Enzyme activity assays for sphingomyelinases and ceramidase

The activity of sphingolipid enzymes was quantified in blood plasma using fluorescent substrates, BODIPY-FL-C12-Sphingomyelin (D-7711, Invitrogen, Carlsbad, CA, USA/Life Technologies, Grand 15 Island, NY, USA) for secreted ASM (S-ASM) [37] and NSM [38] and NBD-C12-ceramide (Cay10007958-1, Cayman Chemical, via Biomol GmbH, Hamburg, Germany) for NC as described previously [37]. Briefly, the reaction was performed in 96 well polystyrene plates with 58 or 50 pmol fluorescently labelled SM or Cer, respectively, in a buffer mix totaling 50 µl in volume. The reaction was initiated by the addition of 6 µl of a 1:10 dilution of plasma in physiological 154 mM NaCl solution. After incubation at 37 °C for 6–48 h depending on the enzyme, reactions were stopped by freezing at − 20 °C and stored until further processing. For direct chromatography, 1.5 µl of the reaction was spotted directly without further purification on silica gel 60 thin layer chromatography plates (ALUGRAM SIL G, 818232, Macherey-Nagel, Düren, Germany). Product and uncleaved substrate were separated using ethyl acetate with 1% (v/v) acetic acid as a solvent for all enzymes. Spot intensities were detected on a Typhoon Trio scanner and quantified using the ImageQuant software (GE Healthcare Life Sciences, Buckinghamshire, UK). All enzyme activity assays were carried out with four replicate dilutions of each sample and using the same lot of reagents and consumables and performed by a single operator.

Sphingolipid quantification by liquid chromatography tandem-mass spectrometry (LC-MS/MS)

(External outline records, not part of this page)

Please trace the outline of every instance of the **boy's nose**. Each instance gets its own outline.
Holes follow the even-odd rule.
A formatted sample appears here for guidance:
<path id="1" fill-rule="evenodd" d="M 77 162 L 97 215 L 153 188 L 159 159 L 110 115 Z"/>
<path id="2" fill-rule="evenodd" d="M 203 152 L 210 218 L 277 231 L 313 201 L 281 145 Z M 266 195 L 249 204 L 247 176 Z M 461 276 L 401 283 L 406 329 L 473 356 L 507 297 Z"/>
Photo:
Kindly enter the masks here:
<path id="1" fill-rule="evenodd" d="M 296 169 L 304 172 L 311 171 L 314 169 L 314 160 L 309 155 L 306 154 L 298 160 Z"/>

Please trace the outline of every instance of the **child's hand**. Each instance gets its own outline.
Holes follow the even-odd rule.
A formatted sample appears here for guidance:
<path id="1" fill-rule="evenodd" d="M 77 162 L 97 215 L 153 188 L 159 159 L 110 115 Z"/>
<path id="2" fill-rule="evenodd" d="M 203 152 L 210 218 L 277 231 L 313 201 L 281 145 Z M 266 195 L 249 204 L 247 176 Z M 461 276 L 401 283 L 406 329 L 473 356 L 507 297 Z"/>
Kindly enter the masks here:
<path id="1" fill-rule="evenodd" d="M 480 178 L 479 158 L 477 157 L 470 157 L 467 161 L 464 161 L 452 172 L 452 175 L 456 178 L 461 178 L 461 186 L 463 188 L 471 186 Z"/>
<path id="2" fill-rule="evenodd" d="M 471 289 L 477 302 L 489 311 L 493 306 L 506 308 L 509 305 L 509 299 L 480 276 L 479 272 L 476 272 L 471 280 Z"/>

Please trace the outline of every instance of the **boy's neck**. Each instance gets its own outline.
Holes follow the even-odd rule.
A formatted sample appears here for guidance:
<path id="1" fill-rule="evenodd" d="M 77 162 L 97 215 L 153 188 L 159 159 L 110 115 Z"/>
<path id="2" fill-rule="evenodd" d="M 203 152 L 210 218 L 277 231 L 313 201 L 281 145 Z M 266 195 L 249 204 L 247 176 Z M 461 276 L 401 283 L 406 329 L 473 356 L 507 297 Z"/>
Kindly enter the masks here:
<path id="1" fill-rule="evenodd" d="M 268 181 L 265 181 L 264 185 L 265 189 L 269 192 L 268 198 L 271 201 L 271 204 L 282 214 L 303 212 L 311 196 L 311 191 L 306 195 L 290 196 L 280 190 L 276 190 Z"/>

Blood plasma (20 µl) was subjected to lipid extraction using 1.5 ml methanol/chloroform (2:1, v/v) [39]. The extraction solvent contained d7-sphingosine (d7-Sph), d7-sphingosine-1-phosphate (d7-S1P), ceramide C17:0 (Cer17:0) and sphingomyelin C16:0-d31 (SM16:0-d31) (all Avanti Polar Lipids, Alabaster, USA) as internal standards. Sample analysis was carried out by liquid chromatography tandem-mass spectrometry (LC-MS/MS) using a 1260 Infinity HPLC coupled to a 6490 triple-quadrupole mass spectrometer (both Agilent Technologies, Waldbronn, Germany) operating in the positive electrospray ionization mode (ESI+). Analytes were measured by multiple reaction monitoring (MRM) as described [40]. Quantification of Cer and SM sub-species (fatty acyl chain lengths: 16:0, 18:0, 20:0, 22:0, 24:0 and 24:1), as well as Sph and S1P was performed with MassHunter Software (version 10.1, Agilent Technologies). Sphingolipid plasma levels are expressed as “pmol/20 µl” or molar ratios.

Statistical analysis

We examined changes between both time points using paired t tests or Wilcoxon matched-pairs signed rank test after testing for normality of differences. ANOVA with repeated measures was applied when co-factors were included. We corrected for multiple testing using the Benjamini-Hochberg method [41], corrected for 15 tests and report corrected p values in the results section. The significance level was set to 0.05. A statistical trend was defined for significance levels up to p = 0.1. Figures show mean values and standard deviation (SD). Statistical analyses were performed using R V 4.2.0 [42], GraphPad Prism, and IBM SPSS Statistics version 21.